Removing the release blocker label because I don't think this needs to block the release of v0.27.0-alpha.4. I agree it's a P1, though!
@hlburak If possible, I'd like to get 1-4 from the list of action items above into M2.
So quick status update:
- This whole epic is slated for M2.
- Alessandro landed a fixed limit for
storaged
processes https://github.com/MaterializeInc/materialize/pull/13881. That'll be in today's release. - Alessandro is actively working on the other items.

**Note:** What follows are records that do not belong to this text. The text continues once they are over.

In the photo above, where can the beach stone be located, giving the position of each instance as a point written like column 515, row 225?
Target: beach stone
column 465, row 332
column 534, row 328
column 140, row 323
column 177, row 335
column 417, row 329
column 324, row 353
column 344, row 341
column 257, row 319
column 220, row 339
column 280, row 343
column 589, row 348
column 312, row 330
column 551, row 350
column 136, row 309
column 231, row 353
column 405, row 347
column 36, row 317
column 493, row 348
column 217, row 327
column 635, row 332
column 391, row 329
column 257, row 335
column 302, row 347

@andrioni, do you have a rough estimate for how long it'll take to everything but ALTER SOURCE
?
I'm going to make a separate epic for the follow up actions I listed, as they aren't directly related to this SIZE
parameter, and I don't want to confuse this discussion.
https://github.com/MaterializeInc/cloud/issues/3628
Oh sorry, I understand now. Yes, that'd be great Alex, thanks!
PR should be open sometime this week! I already have everything fully wired up here and "working", now it's just a matter of making it nice (i.e. not passing the size as a string up until the storage controller, implementing a ComputeInstanceReplicaAllocation
analogue, all the TODO
s in the commit). If you want to have something quick and dirty, I could probably prepare a PR today for this release and then do the refactors later, as the SQL parsing part should be final already, and nothing else is persisted (since the Source
parameters are persisted via SQL).
Eh, it was simpler than I expected: PR open #13891 for everything before ALTER SOURCE
.
We now have defaults in place. I'm moving the priority down to P2.
Just merged the ALTER SIZE
support. This supports SET
and RESET
for both SIZE
and REMOTE
, and should automatically scale up and down in k8s as necessary.
The PR includes some basic testing, but the proper run through QA is still pending. I've got a minor followup to do as well, shifting some of the source rewriting into the catalog.
@bkirwi, do you mind filing an issue for the follow up?
Linking the issue for visibility: https://github.com/MaterializeInc/materialize/issues/14494
Should we close this issue as done, @uce?
We are still waiting for @philip-stoev's sign-off, I believe.
QA sign-off blocked by https://github.com/MaterializeInc/materialize/issues/15300
@philip-stoev are you still blocked on QA sign-off now that #15300 is closed?
SIZE '4-1' and SIZE '4-4' now appear to work reasonably well so I am signing off this epic, even if we can not switch the entire CI to SIZE '4-4' at this time. I will track any residual bugs as separate tickets.